Era la canción que bailábamos con mi esposa en los años jóvenes, en la cocina, en las fiestas, en las tardes sin prisa. La misma que cantábamos bajito mientras lavábamos los platos. La que sonó cuando nació nuestro primer hijo. Y de pronto, sin poder evitarlo, sentí un nudo en la garganta. Y lloré. Pero no fue tristeza. Fue algo más profundo: fue gratitud, fue ternura, fue felicidad acumulada.

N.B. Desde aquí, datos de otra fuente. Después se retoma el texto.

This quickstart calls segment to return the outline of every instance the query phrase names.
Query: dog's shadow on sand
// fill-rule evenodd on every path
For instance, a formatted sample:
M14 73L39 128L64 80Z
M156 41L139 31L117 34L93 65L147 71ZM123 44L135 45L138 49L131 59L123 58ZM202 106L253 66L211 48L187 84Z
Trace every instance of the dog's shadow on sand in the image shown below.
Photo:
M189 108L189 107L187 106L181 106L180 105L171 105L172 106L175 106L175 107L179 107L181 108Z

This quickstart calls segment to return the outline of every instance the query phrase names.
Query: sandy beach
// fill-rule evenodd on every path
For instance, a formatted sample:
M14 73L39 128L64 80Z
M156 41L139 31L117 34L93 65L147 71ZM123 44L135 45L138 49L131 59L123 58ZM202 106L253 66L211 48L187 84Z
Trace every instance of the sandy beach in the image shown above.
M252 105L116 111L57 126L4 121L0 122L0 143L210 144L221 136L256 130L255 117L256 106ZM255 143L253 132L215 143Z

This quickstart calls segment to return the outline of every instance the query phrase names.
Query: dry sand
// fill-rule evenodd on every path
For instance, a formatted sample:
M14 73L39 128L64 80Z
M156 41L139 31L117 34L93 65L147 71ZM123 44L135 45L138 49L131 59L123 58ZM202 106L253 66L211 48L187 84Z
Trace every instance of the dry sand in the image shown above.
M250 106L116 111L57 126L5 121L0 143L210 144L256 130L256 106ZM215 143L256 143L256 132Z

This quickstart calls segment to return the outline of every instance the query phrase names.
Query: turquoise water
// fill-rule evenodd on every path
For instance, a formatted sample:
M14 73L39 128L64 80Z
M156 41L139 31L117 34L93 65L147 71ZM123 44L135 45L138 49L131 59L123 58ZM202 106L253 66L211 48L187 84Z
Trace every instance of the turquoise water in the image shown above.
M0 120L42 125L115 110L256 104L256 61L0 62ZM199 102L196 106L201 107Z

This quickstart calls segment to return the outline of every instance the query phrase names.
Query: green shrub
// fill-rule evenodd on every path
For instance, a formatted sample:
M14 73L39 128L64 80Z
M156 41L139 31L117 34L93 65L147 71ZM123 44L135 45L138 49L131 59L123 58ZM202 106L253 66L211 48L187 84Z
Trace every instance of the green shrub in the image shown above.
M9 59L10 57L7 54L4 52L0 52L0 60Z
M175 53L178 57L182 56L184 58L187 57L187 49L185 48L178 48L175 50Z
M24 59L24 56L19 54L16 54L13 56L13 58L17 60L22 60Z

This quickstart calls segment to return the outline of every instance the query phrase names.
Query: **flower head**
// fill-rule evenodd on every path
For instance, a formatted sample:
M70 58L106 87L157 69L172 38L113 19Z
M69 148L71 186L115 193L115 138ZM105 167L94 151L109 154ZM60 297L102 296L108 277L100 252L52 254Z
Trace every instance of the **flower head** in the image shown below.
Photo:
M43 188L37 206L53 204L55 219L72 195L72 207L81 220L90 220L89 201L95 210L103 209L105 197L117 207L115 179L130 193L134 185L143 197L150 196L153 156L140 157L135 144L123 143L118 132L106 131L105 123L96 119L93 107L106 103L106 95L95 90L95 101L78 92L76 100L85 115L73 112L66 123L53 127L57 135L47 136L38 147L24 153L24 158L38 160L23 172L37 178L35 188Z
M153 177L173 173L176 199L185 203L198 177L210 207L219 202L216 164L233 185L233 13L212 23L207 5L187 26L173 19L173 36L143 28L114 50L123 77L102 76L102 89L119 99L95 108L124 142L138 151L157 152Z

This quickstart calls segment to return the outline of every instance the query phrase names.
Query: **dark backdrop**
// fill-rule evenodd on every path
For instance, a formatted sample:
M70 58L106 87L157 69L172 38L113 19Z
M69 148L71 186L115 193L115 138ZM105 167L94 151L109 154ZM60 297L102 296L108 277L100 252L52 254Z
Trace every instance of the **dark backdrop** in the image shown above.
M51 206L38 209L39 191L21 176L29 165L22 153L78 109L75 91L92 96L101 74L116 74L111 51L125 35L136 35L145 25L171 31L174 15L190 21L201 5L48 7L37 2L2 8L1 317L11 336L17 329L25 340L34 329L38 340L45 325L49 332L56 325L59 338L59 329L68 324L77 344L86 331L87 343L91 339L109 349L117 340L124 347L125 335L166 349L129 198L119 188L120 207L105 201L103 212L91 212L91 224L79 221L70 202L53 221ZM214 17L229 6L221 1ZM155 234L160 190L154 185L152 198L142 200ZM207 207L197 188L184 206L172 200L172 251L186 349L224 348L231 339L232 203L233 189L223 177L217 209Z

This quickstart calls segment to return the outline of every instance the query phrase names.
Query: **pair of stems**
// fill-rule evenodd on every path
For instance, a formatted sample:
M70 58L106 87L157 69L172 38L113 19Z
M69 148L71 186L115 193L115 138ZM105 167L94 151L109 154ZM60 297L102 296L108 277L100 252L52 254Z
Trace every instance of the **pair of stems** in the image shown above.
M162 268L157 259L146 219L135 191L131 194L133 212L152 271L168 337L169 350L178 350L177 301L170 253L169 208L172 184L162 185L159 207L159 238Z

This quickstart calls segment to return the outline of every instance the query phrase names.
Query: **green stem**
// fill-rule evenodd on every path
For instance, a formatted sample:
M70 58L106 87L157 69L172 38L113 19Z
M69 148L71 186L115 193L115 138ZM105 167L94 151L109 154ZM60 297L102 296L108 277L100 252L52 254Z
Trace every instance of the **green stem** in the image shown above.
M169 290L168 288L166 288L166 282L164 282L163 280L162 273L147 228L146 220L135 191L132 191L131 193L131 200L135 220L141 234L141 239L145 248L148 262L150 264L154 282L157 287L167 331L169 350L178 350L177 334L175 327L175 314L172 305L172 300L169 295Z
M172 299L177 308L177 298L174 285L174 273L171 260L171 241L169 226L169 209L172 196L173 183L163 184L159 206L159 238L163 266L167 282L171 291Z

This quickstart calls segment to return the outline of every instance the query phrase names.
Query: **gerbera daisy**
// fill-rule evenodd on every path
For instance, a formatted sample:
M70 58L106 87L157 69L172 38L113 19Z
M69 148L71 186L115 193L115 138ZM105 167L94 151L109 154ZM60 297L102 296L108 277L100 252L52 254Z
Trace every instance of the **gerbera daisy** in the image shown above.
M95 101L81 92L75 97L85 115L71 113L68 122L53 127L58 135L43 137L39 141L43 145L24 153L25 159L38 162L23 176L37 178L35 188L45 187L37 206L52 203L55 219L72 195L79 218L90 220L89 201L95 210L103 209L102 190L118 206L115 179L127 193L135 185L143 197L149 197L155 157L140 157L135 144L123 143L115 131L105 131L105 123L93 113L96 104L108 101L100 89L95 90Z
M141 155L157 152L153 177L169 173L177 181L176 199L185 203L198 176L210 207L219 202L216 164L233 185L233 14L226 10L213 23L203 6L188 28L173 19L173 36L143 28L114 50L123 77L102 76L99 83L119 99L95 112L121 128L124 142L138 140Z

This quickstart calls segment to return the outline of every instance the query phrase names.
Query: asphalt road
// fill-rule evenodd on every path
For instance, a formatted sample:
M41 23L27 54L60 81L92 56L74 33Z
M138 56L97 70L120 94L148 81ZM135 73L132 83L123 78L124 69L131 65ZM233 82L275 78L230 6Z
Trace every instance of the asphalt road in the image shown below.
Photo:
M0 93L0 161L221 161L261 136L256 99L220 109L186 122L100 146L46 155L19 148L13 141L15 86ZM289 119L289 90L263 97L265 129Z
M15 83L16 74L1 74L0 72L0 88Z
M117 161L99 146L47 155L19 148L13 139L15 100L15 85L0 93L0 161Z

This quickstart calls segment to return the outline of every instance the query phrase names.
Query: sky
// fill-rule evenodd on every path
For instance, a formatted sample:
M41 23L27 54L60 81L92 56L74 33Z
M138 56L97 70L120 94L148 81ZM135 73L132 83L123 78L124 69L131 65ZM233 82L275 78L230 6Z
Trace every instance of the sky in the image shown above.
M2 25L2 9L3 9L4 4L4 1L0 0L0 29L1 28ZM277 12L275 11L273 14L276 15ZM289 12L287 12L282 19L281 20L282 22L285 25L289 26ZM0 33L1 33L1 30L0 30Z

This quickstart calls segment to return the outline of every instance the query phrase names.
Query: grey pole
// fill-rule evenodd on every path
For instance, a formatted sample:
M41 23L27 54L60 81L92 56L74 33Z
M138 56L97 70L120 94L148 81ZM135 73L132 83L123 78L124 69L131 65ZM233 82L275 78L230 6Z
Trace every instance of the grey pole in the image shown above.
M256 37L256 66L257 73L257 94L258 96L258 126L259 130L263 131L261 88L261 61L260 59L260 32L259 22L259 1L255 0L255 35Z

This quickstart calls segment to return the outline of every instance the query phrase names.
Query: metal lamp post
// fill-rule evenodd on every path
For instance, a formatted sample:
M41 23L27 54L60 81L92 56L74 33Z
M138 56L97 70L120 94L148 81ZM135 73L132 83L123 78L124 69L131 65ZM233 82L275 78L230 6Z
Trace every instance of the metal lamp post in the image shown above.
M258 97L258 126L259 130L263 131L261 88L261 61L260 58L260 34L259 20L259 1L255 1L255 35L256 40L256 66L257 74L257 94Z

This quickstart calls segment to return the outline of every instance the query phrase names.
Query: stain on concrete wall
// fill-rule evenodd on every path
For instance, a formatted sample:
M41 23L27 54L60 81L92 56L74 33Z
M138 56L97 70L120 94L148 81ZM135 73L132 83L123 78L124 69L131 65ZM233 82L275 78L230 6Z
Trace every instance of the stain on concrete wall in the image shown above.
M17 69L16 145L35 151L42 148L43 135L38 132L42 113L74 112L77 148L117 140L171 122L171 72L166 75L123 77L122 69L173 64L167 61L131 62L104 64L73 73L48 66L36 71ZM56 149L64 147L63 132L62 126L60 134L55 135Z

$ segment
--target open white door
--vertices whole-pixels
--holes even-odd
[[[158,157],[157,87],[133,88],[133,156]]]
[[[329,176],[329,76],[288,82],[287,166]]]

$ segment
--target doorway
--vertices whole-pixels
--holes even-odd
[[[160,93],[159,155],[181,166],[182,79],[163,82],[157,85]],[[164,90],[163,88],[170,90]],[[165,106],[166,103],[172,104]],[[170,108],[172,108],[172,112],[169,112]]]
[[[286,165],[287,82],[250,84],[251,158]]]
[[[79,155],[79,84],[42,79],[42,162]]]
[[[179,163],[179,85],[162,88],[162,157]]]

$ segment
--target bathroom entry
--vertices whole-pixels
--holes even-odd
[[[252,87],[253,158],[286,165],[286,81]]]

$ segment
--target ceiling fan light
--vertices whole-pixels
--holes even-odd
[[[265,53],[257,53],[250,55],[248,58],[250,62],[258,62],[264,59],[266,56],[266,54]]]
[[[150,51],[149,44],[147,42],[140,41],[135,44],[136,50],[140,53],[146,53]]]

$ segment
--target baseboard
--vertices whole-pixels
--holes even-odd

La gente pasaba a mi lado sin notar nada. Y eso estaba bien. Porque en ese momento, el mundo era solo mío. Solo esa canción, ese recuerdo, esa emoción que me envolvía como un abrazo invisible. No quise contenerlo. No quise distraerme. Solo dejé que esa canción hiciera su trabajo: traerme de vuelta a lo que de verdad importa.
Lloré… sí. Pero con una sonrisa. Porque hay canciones que no solo nos traen el pasado, sino que nos recuerdan que, en algún momento, fuimos intensamente felices. Y eso, incluso con el paso del tiempo, sigue siendo un regalo enorme.